W środę w Tuszynie miejscowa Victoria podejmować będzie Iskrę Jaszkowa Dolna, z którą mierzyła się już na inaugurację obecnego sezonu klasy okręgowej. W sierpniu gospodarze wygrali 2:0 po dwóch golach Bartłomieja Cegiełki i również teraz będą oni faworytami. Wśród podopiecznych Pawła Sibika - uczestnika azjatyckiego mundialu w 2002, jest doskonale znany w Wałbrzychu Marcin Gawryszewski grający wcześniej w Świdnicy, czy Mieroszowie. Victoria jak i Iskra awans do 1/4 wywalczyły dopiero po seriach rzutach karnych, ale to większy sukces odnieśli piłkarze z Jaszkowej - odrobili trzybramkową stratę w 15 minut z Nysą Kłodzko, by dobić wyżej notowanego rywala w konkursie jedenastek.
Pogoń Duszniki pokonała ligowego rywala Unię Złoty Stok 2:0 i zagra z czwartoligowcem z Bielawy. Zespół Michała Łaskiego (cały mecz na ławce rezerwowych) doprowadził do dogrywki w Nowej Rudzie dopiero w 92 minucie gry, a po bezbramkowej dogrywce wygrał 4:2 z miejscowym Piastem. Czwartoligowca z Nowej Rudy nie prowadził już wałbrzyszanin Tomasz Poros, który latem objął Piasta - 0 wygranych w 6 meczach, po takim bilansie nie może dziwić decyzja zarządu. W pucharowym meczu przeciwko Bielawiance zagrali wałbrzyszanie Wojciech Rzeczycki oraz Michał Starczukowski.

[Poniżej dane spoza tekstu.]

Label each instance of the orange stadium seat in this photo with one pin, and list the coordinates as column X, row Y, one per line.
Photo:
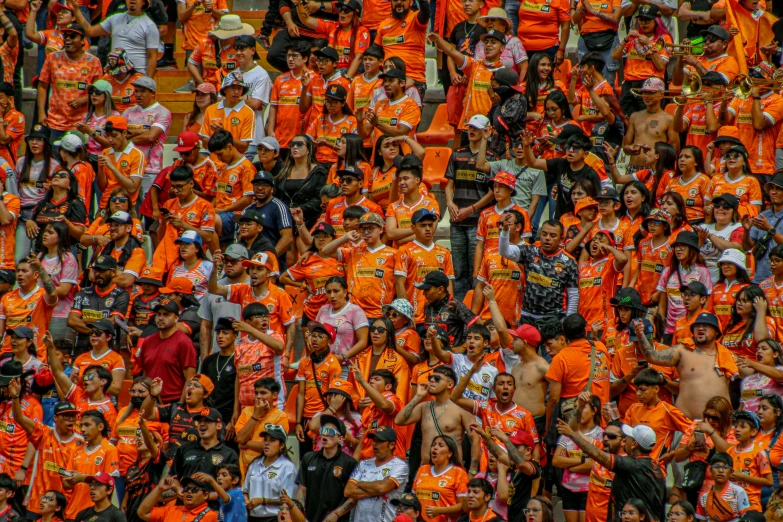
column 439, row 132
column 436, row 159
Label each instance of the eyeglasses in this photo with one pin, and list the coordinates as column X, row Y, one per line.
column 328, row 432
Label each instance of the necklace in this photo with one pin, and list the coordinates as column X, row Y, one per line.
column 217, row 364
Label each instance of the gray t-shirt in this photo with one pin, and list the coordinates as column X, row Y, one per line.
column 135, row 34
column 530, row 181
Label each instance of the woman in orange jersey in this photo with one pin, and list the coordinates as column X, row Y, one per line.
column 350, row 151
column 206, row 95
column 690, row 182
column 733, row 277
column 749, row 324
column 441, row 485
column 717, row 433
column 539, row 84
column 557, row 113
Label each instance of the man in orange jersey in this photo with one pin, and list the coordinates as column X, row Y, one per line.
column 758, row 120
column 66, row 74
column 186, row 211
column 54, row 446
column 234, row 184
column 651, row 411
column 369, row 268
column 259, row 290
column 30, row 305
column 397, row 115
column 122, row 164
column 404, row 35
column 97, row 456
column 284, row 120
column 420, row 257
column 399, row 213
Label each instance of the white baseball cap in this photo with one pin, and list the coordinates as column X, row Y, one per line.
column 735, row 257
column 643, row 435
column 479, row 121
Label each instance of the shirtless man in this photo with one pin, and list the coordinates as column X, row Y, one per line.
column 705, row 372
column 649, row 126
column 451, row 419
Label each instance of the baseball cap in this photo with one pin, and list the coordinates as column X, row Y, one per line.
column 187, row 141
column 436, row 278
column 643, row 435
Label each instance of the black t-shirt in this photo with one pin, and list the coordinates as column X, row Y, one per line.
column 328, row 477
column 110, row 514
column 223, row 372
column 637, row 477
column 559, row 171
column 519, row 493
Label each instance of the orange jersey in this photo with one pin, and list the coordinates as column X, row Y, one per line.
column 52, row 456
column 195, row 28
column 416, row 261
column 67, row 80
column 488, row 226
column 286, row 91
column 130, row 162
column 234, row 182
column 317, row 374
column 199, row 214
column 639, row 64
column 281, row 309
column 722, row 299
column 8, row 232
column 336, row 208
column 325, row 128
column 753, row 462
column 123, row 93
column 693, row 192
column 314, row 272
column 89, row 462
column 760, row 144
column 370, row 277
column 746, row 188
column 507, row 278
column 651, row 261
column 444, row 489
column 30, row 310
column 477, row 101
column 405, row 39
column 597, row 285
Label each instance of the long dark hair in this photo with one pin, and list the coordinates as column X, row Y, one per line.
column 533, row 83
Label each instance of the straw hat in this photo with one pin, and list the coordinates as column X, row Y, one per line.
column 231, row 26
column 496, row 12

Największa niespodzianka pucharowa miała miejsce w Jedlinie, gdzie odpadła czwartoligowa Polonia-Stal. Świdniczanie już w ubiegłej rundzie mieli problemy z odniesieniem zwycięstwa nad słabiutkim Podgórzem Wałbrzych, kiedy to szybko odrobili dwubramkową stratę - teraz role się prowadzenie 2:0 i porażka! Na celne strzały Szuby i Borowego Zdrój odpowiedział golami Chabrowskiego (dwa, w tym decydujące trafienie w doliczonym czasie gry) i Lipińskiego. Rywalem piłkarzy z Jedliny będzie kolejny czwartoligowiec - AKS Strzegom, który w rzutach karnych pokonał Karolinę w Jaworzynie Śląskiej. W zespole gospodarzy cały mecz rozegrał Adrian Mrowiec, a Maksym Tatuśko pojawił się dopiero po przerwie.

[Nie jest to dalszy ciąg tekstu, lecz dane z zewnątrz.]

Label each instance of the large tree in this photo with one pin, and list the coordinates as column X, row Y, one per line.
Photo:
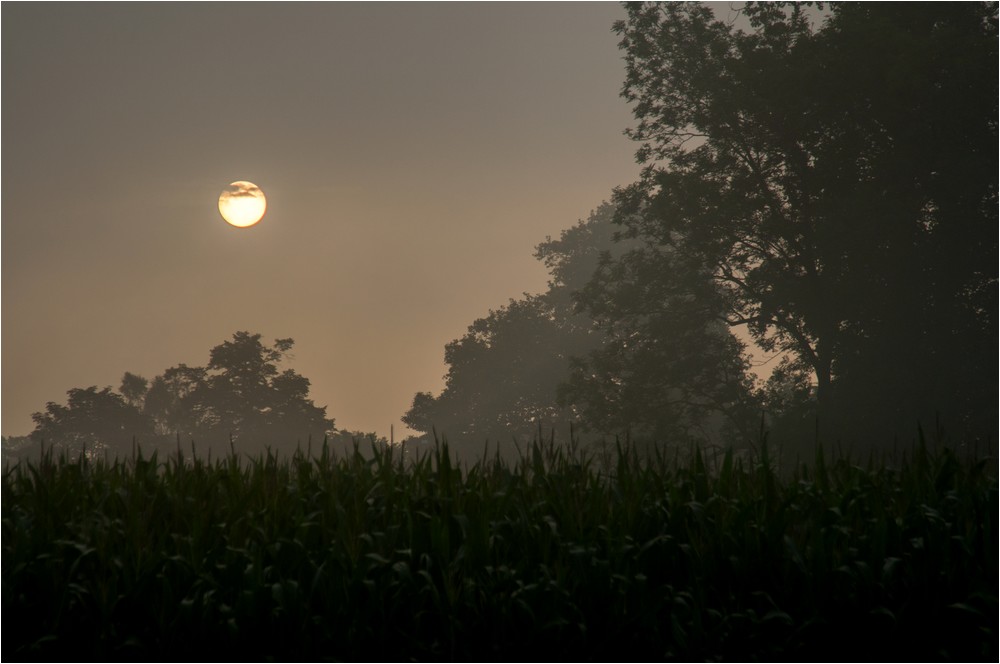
column 241, row 394
column 834, row 175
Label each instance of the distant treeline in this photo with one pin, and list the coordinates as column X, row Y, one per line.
column 563, row 556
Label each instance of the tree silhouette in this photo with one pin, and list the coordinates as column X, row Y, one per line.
column 544, row 362
column 241, row 397
column 92, row 419
column 837, row 184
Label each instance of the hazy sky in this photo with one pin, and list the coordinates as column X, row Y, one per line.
column 412, row 155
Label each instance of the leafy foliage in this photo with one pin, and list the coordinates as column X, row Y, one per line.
column 561, row 556
column 241, row 397
column 836, row 184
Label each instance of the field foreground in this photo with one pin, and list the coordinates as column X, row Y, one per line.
column 563, row 556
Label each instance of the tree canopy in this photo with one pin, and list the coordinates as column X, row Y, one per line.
column 241, row 397
column 834, row 174
column 545, row 361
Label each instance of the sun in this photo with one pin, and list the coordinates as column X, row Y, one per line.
column 242, row 204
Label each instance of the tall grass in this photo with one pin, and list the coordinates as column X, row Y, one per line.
column 563, row 555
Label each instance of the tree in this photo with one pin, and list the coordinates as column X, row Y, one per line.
column 241, row 397
column 545, row 361
column 836, row 184
column 504, row 373
column 92, row 419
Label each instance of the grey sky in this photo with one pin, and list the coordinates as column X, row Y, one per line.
column 412, row 156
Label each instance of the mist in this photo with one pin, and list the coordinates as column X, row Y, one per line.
column 491, row 331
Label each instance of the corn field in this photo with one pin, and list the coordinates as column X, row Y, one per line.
column 565, row 555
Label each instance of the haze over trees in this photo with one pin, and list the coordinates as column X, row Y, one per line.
column 241, row 397
column 820, row 182
column 825, row 181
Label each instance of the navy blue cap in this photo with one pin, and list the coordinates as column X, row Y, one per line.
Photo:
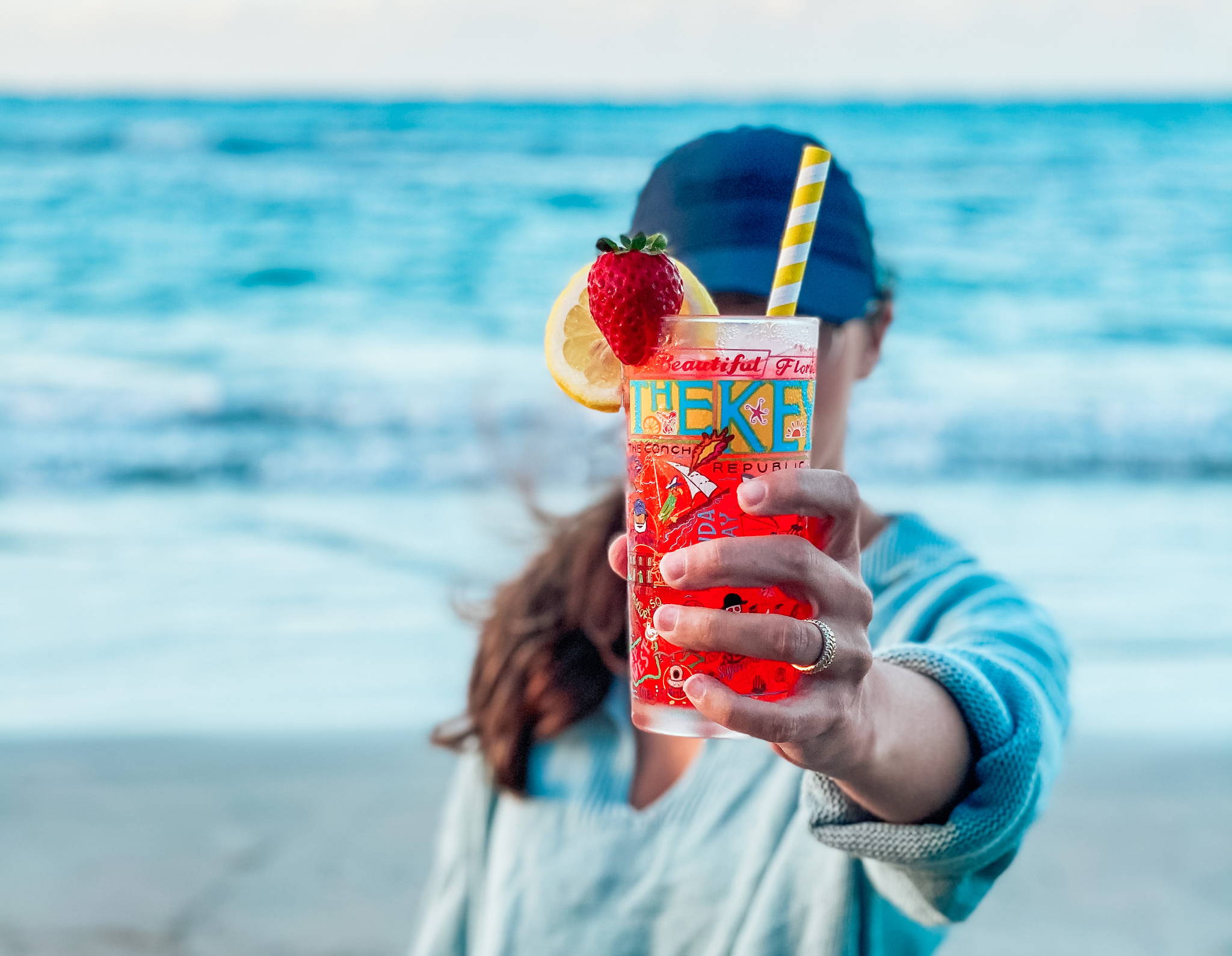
column 722, row 201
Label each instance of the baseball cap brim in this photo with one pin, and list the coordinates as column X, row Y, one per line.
column 832, row 291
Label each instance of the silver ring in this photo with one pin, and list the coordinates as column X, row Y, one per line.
column 827, row 657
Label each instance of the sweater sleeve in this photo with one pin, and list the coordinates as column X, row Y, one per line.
column 1006, row 668
column 450, row 896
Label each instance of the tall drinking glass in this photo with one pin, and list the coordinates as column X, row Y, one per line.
column 720, row 401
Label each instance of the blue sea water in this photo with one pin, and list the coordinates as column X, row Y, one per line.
column 251, row 354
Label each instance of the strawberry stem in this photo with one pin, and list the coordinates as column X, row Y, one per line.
column 653, row 244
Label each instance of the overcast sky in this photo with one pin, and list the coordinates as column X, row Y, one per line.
column 662, row 49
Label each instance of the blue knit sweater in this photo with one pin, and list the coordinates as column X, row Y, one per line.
column 748, row 854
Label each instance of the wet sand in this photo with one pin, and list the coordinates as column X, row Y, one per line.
column 318, row 845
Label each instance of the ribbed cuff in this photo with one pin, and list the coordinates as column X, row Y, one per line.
column 1005, row 722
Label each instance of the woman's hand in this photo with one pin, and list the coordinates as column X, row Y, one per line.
column 853, row 721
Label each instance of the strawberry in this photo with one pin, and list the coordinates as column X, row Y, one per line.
column 632, row 286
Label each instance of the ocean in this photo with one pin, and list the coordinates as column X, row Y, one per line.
column 270, row 375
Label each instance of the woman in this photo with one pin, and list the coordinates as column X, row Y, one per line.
column 895, row 789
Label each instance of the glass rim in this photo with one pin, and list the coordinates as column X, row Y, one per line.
column 743, row 319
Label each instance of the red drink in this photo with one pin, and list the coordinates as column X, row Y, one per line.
column 719, row 402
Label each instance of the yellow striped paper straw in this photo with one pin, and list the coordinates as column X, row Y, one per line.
column 799, row 236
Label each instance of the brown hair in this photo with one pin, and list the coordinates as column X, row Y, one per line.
column 549, row 644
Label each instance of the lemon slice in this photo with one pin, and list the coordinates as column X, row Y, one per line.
column 579, row 357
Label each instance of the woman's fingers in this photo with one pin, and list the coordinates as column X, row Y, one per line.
column 813, row 493
column 772, row 636
column 774, row 721
column 784, row 561
column 618, row 555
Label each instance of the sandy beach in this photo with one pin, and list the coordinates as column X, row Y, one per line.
column 318, row 845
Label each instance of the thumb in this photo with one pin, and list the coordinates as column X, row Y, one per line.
column 618, row 555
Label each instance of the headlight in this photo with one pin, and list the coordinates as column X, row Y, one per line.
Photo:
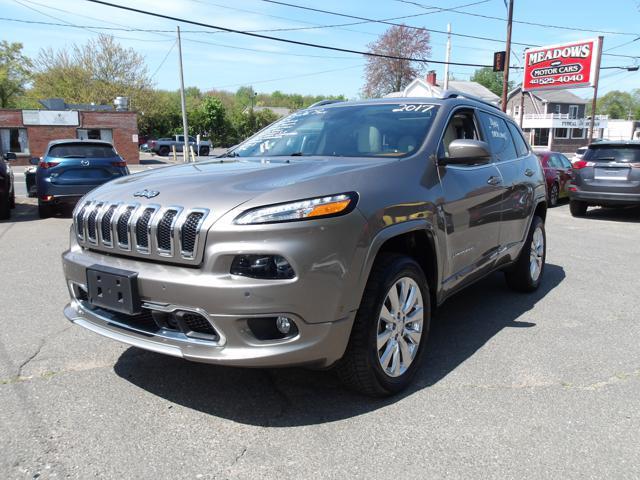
column 330, row 206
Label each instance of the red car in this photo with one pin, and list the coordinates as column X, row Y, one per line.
column 557, row 171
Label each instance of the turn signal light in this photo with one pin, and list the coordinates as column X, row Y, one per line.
column 582, row 164
column 48, row 164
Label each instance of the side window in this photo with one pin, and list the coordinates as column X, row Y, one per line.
column 521, row 146
column 565, row 162
column 499, row 137
column 461, row 126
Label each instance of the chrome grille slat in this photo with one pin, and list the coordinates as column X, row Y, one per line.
column 170, row 233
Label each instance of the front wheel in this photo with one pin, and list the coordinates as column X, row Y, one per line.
column 390, row 330
column 526, row 274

Victoria Świebodzice wygrała 1:0 w Gorcach z Górnikiem i w walce o półfinał spotka się z inną drużyną o tej samej nazwie, tyle, że grającą w trzeciej lidze. Wałbrzyszanie po 14 latach ponownie wystąpili na boisku w Witkowie Świdnickim. W sezonie 2002/03 trenowany przez Ryszarda Mordaka Górnik/Zagłębie pokonał Grom 3:0 po golach Wojciecha Błażyńskiego 2 i Marcina Miecznikowskiego. Tym razem oba zespoły dzielą dwie klasy rozgrywkowe i łatwo było wskazać faworyta. Piłkarze z Witkowa w obecnym sezonie zanotowali komplet 7 porażek, strzelili zaledwie 5 bramek tracąc przy tym 20. Problemy kadrowe powodują, że w większości meczów Grom występuje gołą jedenastką. Ostoją linii defensywnej jest Jarosław Solarz, który swego czasu był ikoną defensywy drużyny z Ratuszowej.
Jarosław Solarz w koszulce Gromu i reklamą własnej firmy [foto: D.Broniszewski] |
Solarz w ostatniej kolejce klasy okręgowej strzelił bramkę w Szczawnie Zdroju, ale takich fajerwerków w jego wykonaniu nie zobaczyliśmy w pucharowym meczu przeciwko Górnikowi. Co ciekawe wśród wałbrzyszan wystąpili dwaj byli boiskowi koledzy - Damian Jaroszewski i Marcin Morawski, który po raz kolejny zdobył bramkę strzałem z dystansu. Wałbrzyszanie bardziej skupili się na uniknięciu kontuzji, odniesieniu sukcesu jak najmniejszym nakładem sił, niż na kreowaniu sytuacji do festiwalu bramek. Warte odnotowania są debiuty Denisa Deca i Olivera Długokęckiego w seniorach. Więcej młodzieży, to większa rywalizacja wśród młodzieżowców, co może przynieść jedynie korzyść dla trzecioligowca.